In this risk alert, the Division staff notes:
This statement represents the views of the staff of the Division of Examinations (formerly known as the Office of Compliance Inspections and Examinations). It is not a rule, regulation, or statement of the U.S. Securities and Exchange Commission (“Commission”). The Commission has neither approved nor disapproved its content. This statement, like all staff guidance, has no legal force or effect: it does not alter or amend applicable law, and it creates no new or additional obligations for any person.
The key compliance components highlighted in the release that will be assessed during investment advisors’ future examinations are as follows:
- Portfolio Management: A firm’s policies and procedures related to advising clients on digital assets will be examined closely. Specifically, the following list includes areas of focus:
- Classification of digital assets
- Due diligence on digital assets (i.e. the knowledge and understanding of the digital assets, technology involved, and volatility)

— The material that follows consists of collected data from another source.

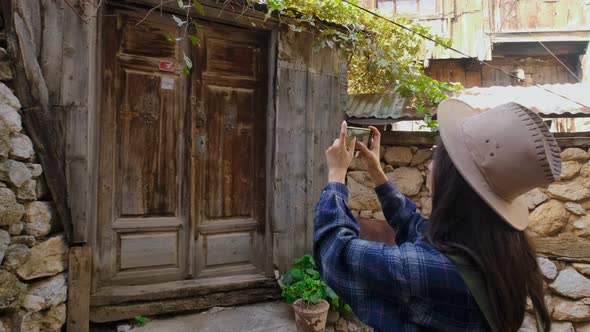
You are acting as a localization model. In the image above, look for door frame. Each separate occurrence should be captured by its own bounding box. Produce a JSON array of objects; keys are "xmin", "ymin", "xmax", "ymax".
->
[{"xmin": 90, "ymin": 1, "xmax": 278, "ymax": 302}]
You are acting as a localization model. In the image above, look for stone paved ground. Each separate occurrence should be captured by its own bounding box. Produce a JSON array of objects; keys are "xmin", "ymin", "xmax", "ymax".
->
[
  {"xmin": 92, "ymin": 301, "xmax": 372, "ymax": 332},
  {"xmin": 112, "ymin": 301, "xmax": 297, "ymax": 332}
]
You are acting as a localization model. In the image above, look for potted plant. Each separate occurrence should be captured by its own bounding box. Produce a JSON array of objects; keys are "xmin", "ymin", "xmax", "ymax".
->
[{"xmin": 281, "ymin": 255, "xmax": 352, "ymax": 332}]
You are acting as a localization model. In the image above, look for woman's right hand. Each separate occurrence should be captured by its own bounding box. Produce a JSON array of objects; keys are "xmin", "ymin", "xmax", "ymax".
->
[{"xmin": 356, "ymin": 126, "xmax": 388, "ymax": 186}]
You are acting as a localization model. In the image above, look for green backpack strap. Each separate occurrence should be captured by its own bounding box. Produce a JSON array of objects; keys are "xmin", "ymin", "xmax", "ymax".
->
[
  {"xmin": 535, "ymin": 306, "xmax": 545, "ymax": 332},
  {"xmin": 446, "ymin": 253, "xmax": 501, "ymax": 332},
  {"xmin": 446, "ymin": 253, "xmax": 545, "ymax": 332}
]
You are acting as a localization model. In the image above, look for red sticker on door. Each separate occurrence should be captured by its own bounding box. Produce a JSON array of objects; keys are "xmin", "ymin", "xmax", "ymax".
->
[{"xmin": 159, "ymin": 61, "xmax": 175, "ymax": 72}]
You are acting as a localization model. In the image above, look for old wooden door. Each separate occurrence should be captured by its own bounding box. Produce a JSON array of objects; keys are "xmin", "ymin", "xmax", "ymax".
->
[
  {"xmin": 97, "ymin": 7, "xmax": 270, "ymax": 288},
  {"xmin": 97, "ymin": 8, "xmax": 191, "ymax": 286},
  {"xmin": 191, "ymin": 24, "xmax": 269, "ymax": 278}
]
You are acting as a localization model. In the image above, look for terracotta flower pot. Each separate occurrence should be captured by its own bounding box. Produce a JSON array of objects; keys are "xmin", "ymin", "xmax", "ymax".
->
[{"xmin": 293, "ymin": 298, "xmax": 330, "ymax": 332}]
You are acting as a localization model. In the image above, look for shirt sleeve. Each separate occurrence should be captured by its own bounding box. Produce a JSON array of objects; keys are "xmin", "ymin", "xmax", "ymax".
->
[
  {"xmin": 312, "ymin": 183, "xmax": 413, "ymax": 321},
  {"xmin": 374, "ymin": 181, "xmax": 427, "ymax": 244}
]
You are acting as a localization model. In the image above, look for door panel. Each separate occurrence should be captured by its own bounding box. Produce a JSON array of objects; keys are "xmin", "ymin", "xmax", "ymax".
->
[
  {"xmin": 118, "ymin": 70, "xmax": 178, "ymax": 217},
  {"xmin": 204, "ymin": 86, "xmax": 256, "ymax": 219},
  {"xmin": 98, "ymin": 8, "xmax": 189, "ymax": 286},
  {"xmin": 119, "ymin": 232, "xmax": 178, "ymax": 270},
  {"xmin": 193, "ymin": 24, "xmax": 268, "ymax": 278}
]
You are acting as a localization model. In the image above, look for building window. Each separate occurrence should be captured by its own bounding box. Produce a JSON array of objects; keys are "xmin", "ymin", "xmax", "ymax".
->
[{"xmin": 376, "ymin": 0, "xmax": 436, "ymax": 16}]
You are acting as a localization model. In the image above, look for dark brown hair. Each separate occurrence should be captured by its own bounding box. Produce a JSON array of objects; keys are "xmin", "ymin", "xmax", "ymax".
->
[{"xmin": 426, "ymin": 141, "xmax": 550, "ymax": 332}]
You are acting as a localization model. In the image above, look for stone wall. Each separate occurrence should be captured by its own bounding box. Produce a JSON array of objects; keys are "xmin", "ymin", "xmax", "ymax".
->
[
  {"xmin": 347, "ymin": 145, "xmax": 432, "ymax": 220},
  {"xmin": 347, "ymin": 144, "xmax": 590, "ymax": 331},
  {"xmin": 0, "ymin": 85, "xmax": 68, "ymax": 330}
]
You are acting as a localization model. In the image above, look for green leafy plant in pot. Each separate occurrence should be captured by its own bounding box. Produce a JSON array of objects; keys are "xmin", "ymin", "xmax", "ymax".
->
[{"xmin": 281, "ymin": 255, "xmax": 352, "ymax": 332}]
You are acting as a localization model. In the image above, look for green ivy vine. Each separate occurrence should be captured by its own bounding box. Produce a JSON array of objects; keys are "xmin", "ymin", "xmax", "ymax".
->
[{"xmin": 169, "ymin": 0, "xmax": 463, "ymax": 128}]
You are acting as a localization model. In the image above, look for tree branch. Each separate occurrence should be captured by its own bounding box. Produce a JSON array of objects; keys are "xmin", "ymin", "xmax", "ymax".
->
[{"xmin": 136, "ymin": 0, "xmax": 177, "ymax": 26}]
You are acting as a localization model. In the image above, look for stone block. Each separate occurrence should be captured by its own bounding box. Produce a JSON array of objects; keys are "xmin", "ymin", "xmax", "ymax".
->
[
  {"xmin": 561, "ymin": 148, "xmax": 590, "ymax": 162},
  {"xmin": 16, "ymin": 235, "xmax": 68, "ymax": 280},
  {"xmin": 0, "ymin": 270, "xmax": 25, "ymax": 310},
  {"xmin": 523, "ymin": 188, "xmax": 548, "ymax": 210},
  {"xmin": 0, "ymin": 160, "xmax": 32, "ymax": 187},
  {"xmin": 387, "ymin": 167, "xmax": 423, "ymax": 196},
  {"xmin": 10, "ymin": 133, "xmax": 33, "ymax": 160},
  {"xmin": 560, "ymin": 161, "xmax": 582, "ymax": 180},
  {"xmin": 23, "ymin": 201, "xmax": 58, "ymax": 237},
  {"xmin": 549, "ymin": 268, "xmax": 590, "ymax": 299},
  {"xmin": 548, "ymin": 183, "xmax": 590, "ymax": 202},
  {"xmin": 552, "ymin": 297, "xmax": 590, "ymax": 322},
  {"xmin": 410, "ymin": 149, "xmax": 432, "ymax": 166},
  {"xmin": 384, "ymin": 147, "xmax": 412, "ymax": 166},
  {"xmin": 3, "ymin": 243, "xmax": 30, "ymax": 271},
  {"xmin": 528, "ymin": 200, "xmax": 568, "ymax": 237},
  {"xmin": 0, "ymin": 188, "xmax": 24, "ymax": 227},
  {"xmin": 537, "ymin": 257, "xmax": 557, "ymax": 280}
]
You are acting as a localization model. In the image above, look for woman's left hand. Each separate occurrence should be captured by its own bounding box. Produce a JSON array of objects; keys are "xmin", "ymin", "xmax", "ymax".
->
[{"xmin": 326, "ymin": 121, "xmax": 356, "ymax": 184}]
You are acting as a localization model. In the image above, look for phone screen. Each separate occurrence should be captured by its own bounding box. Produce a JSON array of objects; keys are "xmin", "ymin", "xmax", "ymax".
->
[{"xmin": 346, "ymin": 126, "xmax": 372, "ymax": 149}]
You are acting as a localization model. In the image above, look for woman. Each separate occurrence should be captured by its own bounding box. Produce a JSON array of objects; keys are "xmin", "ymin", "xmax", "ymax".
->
[{"xmin": 313, "ymin": 99, "xmax": 560, "ymax": 331}]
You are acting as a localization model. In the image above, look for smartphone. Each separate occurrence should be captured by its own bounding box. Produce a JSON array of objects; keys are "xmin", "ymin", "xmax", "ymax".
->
[{"xmin": 346, "ymin": 126, "xmax": 373, "ymax": 150}]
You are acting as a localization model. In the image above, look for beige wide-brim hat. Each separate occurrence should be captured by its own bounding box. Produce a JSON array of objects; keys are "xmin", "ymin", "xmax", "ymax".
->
[{"xmin": 437, "ymin": 99, "xmax": 562, "ymax": 230}]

- Evaluation and mitigation of risks related to trading venues and trade execution or settlement facilities (e.g. security breaches, fraud, insolvency, market manipulation)
- Management of risks and complexities associated with “forked” and “airdropped” digital assets
- Fulfillment of advisor’s fiduciary duty
- Books and records: Advisors will be held to their recordkeeping requirements with respect to trading activity and should take into account the varying record and notification systems in place for different trading platforms when developing their own records retention process.

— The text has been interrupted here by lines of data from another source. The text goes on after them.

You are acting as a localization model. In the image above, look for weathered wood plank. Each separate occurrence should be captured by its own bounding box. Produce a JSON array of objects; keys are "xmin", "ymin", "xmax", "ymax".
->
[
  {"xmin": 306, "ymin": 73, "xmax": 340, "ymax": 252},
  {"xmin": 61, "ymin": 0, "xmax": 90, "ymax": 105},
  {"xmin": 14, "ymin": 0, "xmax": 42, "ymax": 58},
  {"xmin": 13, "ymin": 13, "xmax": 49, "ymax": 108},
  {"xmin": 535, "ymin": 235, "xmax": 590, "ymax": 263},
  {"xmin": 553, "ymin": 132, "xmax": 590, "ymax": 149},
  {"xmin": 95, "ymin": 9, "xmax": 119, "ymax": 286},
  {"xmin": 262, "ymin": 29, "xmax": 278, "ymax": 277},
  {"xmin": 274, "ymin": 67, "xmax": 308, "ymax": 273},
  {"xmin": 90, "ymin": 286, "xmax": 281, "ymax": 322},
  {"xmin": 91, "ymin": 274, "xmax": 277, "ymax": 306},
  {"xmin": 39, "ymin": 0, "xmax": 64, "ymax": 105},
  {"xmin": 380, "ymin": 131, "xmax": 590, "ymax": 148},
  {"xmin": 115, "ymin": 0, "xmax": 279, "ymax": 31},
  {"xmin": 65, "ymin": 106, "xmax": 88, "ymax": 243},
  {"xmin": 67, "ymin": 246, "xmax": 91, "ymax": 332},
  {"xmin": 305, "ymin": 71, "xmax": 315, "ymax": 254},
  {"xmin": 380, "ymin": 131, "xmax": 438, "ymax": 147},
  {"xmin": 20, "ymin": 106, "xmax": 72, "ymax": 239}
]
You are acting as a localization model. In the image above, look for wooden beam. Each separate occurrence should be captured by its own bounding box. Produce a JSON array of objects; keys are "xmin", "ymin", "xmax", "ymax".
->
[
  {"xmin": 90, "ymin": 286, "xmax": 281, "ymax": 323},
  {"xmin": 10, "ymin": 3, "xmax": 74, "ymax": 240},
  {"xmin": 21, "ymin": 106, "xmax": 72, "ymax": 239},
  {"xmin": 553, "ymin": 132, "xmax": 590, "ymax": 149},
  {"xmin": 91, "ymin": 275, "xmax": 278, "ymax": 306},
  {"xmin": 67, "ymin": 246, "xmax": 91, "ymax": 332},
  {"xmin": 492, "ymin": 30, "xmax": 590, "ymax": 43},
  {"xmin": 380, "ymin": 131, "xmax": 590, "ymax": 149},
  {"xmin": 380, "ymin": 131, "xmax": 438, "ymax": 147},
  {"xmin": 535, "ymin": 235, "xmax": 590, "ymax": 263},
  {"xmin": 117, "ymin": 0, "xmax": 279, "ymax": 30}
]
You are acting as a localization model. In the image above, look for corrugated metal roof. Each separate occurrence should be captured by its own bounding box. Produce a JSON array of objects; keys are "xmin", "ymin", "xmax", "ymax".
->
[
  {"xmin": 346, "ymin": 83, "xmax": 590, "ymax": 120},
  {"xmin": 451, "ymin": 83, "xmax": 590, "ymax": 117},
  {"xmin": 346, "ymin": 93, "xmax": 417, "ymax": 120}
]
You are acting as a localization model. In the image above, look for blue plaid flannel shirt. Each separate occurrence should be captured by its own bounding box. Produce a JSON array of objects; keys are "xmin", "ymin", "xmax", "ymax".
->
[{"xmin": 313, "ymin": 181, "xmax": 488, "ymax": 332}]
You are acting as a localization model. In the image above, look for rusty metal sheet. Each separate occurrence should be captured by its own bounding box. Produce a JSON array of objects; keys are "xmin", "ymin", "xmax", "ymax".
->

- Custody: The custody of digital assets will be examined for risks, practices, and compliance with Rule 206(4)-2 under the Adviser’s Act, where applicable. Division staff are said to plan on reviewing the following factors:
- Occurrences of unauthorized transactions, including theft of digital assets
- Controls around safekeeping of digital assets
- Business continuity plans where key personnel have exclusive access to private keys
- How the adviser evaluates harm due to the loss of private keys
- Reliability of software used to interact with relevant digital asset networks
- Storage of digital assets on trading platform accounts and with third party custodians
- Security procedures related to software and hardware wallets
- Disclosures: Advisors can expect investor disclosures to be examined closely, including any media such as solicitations, marketing materials, and fund documents. The disclosures must highlight all the following elements: 1) the unique risks associated with digital assets, 2) the complexities of technologies involved, 3) price volatility, 4) valuation methodology, 5) illiquidity, and 6) conflicts of interest.
- Pricing Client Portfolios: It is noted that investment advisors will face challenges with digital asset valuation methods due to market fragmentation, illiquidity, volatility, and vulnerabilities to manipulation. Examiners will analyze the valuation methodologies, including those used to indicate principal markets, fair value, valuation following significant events, and advisor’s detection of forked and airdropped digital assets.
- Registration Issues: With respect to proper registration, examiners will assess how firms determine their regulatory assets under management, the status of their clients, and how digital assets are characterized in pooled vehicles.
It is important to note that this eight-page release is not exhaustive, and it does not fully detail all the factors that could be considered for each RIA firm’s unique operations and compliance program.